The forage is conventional long- term organic seed mixtures with a fairly high proportion of white clover. Some herbs have been included in the past but the only persistent one has been yarrow.
In the first few years after establishment, tree pruning to shape is essential. The ideal is to have a clear stem of about two metres with branches radiating out from this height. Much below this figure and ground shading would become a major problem affecting yields of the crop beneath. The usually accepted critical figure is one third canopy cover, below this level crop production is barely impacted, but above it production loss begins to become significant.
For similar reasons late leafing trees are necessary in agroforestry systems. In Asia the aforesaid foxglove trees (very fast growing producing timber for construction) are often grown with wheat, which invariably reaches its full height before the trees come into leaf, so all the corn then has to do is ripen as shading intensifies. Here, about forty varieties of walnut have been established, and some do not come into full leaf until the second half of June, so grass production is barely affected.
All crops grown under shade tend to become “leggy”, that is tall and thin. Here, this is especially apparent on the southern boundary where an existing mature row of trees shades the ground all year round. But this accidental shelter belt has benefited the rate of growth of trees planted within its influence. Conventional high-yielding ryegrasses prefer to grow in full sun whereas fescue grasses grow well in some shade. The reseeding last autumn included a percentage of Fest(ul)olium which is a ryegrass/ fescue hybrid in order to try to maintain high growth rates under conditions of some shade.

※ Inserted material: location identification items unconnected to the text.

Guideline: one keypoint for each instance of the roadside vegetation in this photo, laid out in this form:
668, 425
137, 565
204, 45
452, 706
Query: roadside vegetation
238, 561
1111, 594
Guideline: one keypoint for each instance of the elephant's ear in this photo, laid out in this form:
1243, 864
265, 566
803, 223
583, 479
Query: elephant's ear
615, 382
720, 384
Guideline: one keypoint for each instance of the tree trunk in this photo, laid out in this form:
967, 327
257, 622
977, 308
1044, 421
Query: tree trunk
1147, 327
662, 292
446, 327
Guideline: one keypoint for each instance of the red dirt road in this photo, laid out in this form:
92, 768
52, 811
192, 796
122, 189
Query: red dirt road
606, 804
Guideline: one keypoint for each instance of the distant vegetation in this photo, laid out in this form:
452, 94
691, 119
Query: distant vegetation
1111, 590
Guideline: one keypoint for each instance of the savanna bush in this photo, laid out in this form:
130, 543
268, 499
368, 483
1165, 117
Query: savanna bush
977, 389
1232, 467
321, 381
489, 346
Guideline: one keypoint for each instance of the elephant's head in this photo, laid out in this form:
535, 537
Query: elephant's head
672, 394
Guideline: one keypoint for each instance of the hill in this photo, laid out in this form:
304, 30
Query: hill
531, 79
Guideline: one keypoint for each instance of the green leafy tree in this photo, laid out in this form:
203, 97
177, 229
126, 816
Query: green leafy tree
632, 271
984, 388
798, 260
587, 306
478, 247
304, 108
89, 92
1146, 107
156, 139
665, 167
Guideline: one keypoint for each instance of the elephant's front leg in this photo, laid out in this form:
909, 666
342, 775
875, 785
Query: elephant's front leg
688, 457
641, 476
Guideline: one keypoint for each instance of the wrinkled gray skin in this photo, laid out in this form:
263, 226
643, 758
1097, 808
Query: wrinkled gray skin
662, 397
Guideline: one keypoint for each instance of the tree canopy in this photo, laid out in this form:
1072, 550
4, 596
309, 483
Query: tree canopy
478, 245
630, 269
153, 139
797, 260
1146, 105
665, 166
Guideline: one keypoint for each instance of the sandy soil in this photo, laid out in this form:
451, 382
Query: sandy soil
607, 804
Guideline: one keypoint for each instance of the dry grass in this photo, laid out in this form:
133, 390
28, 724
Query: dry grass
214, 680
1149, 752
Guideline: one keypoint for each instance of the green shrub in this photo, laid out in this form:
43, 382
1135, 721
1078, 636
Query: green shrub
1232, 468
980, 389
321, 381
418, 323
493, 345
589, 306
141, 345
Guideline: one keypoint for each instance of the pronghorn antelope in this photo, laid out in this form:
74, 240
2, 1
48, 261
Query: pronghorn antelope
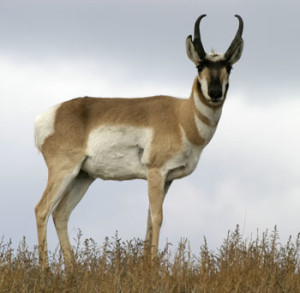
156, 138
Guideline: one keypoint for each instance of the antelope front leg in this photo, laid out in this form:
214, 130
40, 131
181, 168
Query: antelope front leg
156, 186
149, 219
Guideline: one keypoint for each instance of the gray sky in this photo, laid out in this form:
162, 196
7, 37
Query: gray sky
248, 175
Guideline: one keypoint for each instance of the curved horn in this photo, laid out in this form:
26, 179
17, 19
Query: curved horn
237, 39
197, 38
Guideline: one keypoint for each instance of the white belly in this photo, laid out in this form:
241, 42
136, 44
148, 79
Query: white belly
118, 152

As well as walnuts, other nut trees established include sweet chestnuts, hazels, almonds, hickories, gingkoes and monkey puzzles (araucaria); browsing trees include a number of species of ash and elm, several varieties of hackberry (Celtis), black and honey locust trees (both also leguminous),timber trees include hornbeam and sweet gum (liquidambar) and Liriodendron (tulip trees) but there are also trees for rubber and cork production, even root beer. However, all trees by their very nature are multi-purpose: walnuts not only provide nuts and timber and edible sap but the smell of their foliage deters biting flies and when the cattle begin to browse the astringent leaves you know they are hungry and need moving on to the next rotation block.

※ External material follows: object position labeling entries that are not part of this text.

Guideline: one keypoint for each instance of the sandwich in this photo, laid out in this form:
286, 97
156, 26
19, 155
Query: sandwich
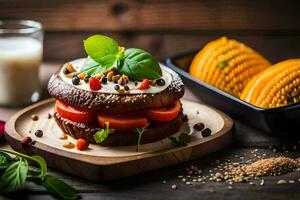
116, 96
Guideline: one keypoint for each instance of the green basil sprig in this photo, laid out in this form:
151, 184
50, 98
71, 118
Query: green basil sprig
14, 171
104, 54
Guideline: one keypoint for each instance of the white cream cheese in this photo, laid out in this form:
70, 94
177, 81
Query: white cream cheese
109, 87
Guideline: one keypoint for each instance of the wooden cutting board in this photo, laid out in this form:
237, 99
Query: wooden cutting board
99, 163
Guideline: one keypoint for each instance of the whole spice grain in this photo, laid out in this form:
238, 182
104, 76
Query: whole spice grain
273, 166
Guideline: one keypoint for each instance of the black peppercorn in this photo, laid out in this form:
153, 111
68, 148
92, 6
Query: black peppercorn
160, 82
66, 71
126, 87
86, 78
75, 80
38, 133
117, 87
206, 132
103, 79
199, 126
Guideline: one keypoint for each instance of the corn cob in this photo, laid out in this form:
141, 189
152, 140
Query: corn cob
279, 85
228, 65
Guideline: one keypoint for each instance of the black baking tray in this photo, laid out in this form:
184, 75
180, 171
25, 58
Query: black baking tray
281, 121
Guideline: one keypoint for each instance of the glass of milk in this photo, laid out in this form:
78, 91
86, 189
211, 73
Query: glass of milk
21, 50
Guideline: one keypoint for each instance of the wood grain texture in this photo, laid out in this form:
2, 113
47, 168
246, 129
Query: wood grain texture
68, 46
103, 167
156, 14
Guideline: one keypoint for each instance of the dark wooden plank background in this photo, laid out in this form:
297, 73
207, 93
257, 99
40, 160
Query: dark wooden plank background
162, 27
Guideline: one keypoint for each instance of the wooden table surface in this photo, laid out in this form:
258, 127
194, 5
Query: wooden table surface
151, 185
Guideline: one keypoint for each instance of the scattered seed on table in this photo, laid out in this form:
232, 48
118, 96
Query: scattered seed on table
34, 117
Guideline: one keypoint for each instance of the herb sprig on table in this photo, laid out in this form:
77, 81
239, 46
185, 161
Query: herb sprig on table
15, 171
104, 54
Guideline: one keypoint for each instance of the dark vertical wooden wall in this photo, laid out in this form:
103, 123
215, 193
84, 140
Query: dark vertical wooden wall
162, 27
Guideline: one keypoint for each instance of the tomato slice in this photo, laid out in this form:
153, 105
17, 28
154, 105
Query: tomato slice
73, 113
164, 114
122, 121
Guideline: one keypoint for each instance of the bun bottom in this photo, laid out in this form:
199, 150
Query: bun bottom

However, there is so much more research that needs to be done concerning the integration of trees and ground cover crops. I had hoped to establish a curvilinear system on another twenty acre field, to discover at what angle to due north yields were highest. Also which would depend on latitude, prevailing wind direction, strength of morning to afternoon sun etc., but that is for others now. On sloping land, contour and spiral contour strategies need to be assessed. If temperatures are to rise then wind velocities will become more problematic making shelter belts essential. And, of course, these landscapes/treescapes must be established decades before they are required. Finally, and in purely economic terms, it is usually accepted that production from an established agroforestry system has a fifty per cent higher total output than the same area of land devoted separately to conventional cropping and woodland.